The Importance of Rigorous Evaluation

These examples underscore the need for rigorous evaluation as a core component of AI engineering. Without it, the risk of failures remains high. Lack of rigorous evaluation is a significant factor in overhyped AI performance and subsequent failures.

Limitations of Static Benchmarks

The Difference Between Models and Agents

Static benchmarks, often used for evaluating language models, are misleading for agents. Language model evaluations focus on input and output strings, while agents interact with real-world environments and take actions. This makes evaluation considerably more complex.

Challenges in Evaluating Agent Performance

  • Open-Ended Actions: Agents can take unlimited actions, leading to complex recursions and variable costs.

  • Cost as a Factor: Cost must be a primary evaluation metric, alongside accuracy and performance, to understand agent effectiveness.

  • Purpose-Built Agents: Agents are often designed for specific tasks, making it difficult to use general benchmarks for evaluation.

  • Meaningful Metrics: Meaningful multi-dimensional metrics are needed instead of relying on single benchmarks.

Consequences of Static Evaluations

Optimizing for single benchmarks without considering cost and other factors results in an incomplete picture of agent performance.

Holistic Agent Leaderboards

Efforts like the Holistic Agent Leaderboard (HAL) at Princeton aim to address these issues by evaluating agents with cost alongside accuracy. A Pareto frontier can show that a model may perform a couple of percentage points higher, but cost 10 times more than another, making the choice obvious.

The Jevons Paradox and Cost Considerations

Despite decreasing costs of language models, the Jevons paradox suggests that overall usage and associated costs will continue to increase. The Jevons Paradox states that as the cost of using a technology decreases, its use increases, leading to a greater overall consumption of the resource. Therefore, cost remains a crucial factor in agent evaluations.

Over-Reliance on Benchmarks and Human-in-the-Loop Validation

Benchmarks and Funding

Benchmark performance often influences funding decisions, but it rarely translates to real-world success. Real-world evaluations reveal the limitations of relying solely on benchmark results.

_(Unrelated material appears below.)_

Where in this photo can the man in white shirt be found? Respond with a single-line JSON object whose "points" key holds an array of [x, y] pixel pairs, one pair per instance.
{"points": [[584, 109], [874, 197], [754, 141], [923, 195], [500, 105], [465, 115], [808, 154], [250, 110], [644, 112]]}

The Need for Human Validation

Frameworks that incorporate human domain experts into the evaluation loop can lead to better results. Humans proactively edit criteria based on which the models are evaluated leading to much better overall results.

Capability vs. Reliability: A Key Distinction

The Importance of Reliability

Capability refers to what a model can do, while reliability means consistently getting the correct answer. For real-world applications, especially those involving consequential decisions, reliability is paramount. The reliability of agent products and the potential for failure in the absence of it is why products like Humane Spin and Rabbit R1 have failed.

The Job of the AI Engineer

Closing the gap between capability and reliability is the job of the AI engineer. It requires focusing on software optimizations and abstractions to work with inherently stochastic language models.

Verifiers and Their Limitations

Verifiers, such as unit tests, can improve reliability but are not foolproof. False positives in verifiers can lead to decreased performance as the system tries more and more answers.

AI Engineering as Reliability Engineering

AI engineering should be viewed as a reliability engineering field, focusing on system design rather than just modeling. This requires a mindset shift towards ensuring the reliability of AI systems.

Lessons from Early Computing

The early days of computing, with unreliable vacuum tubes, provide a historical precedent. Engineers focused on improving reliability to make the technology usable. AI engineers need to focus on fixing reliability issues in AI agents to ensure they are reliable for end users.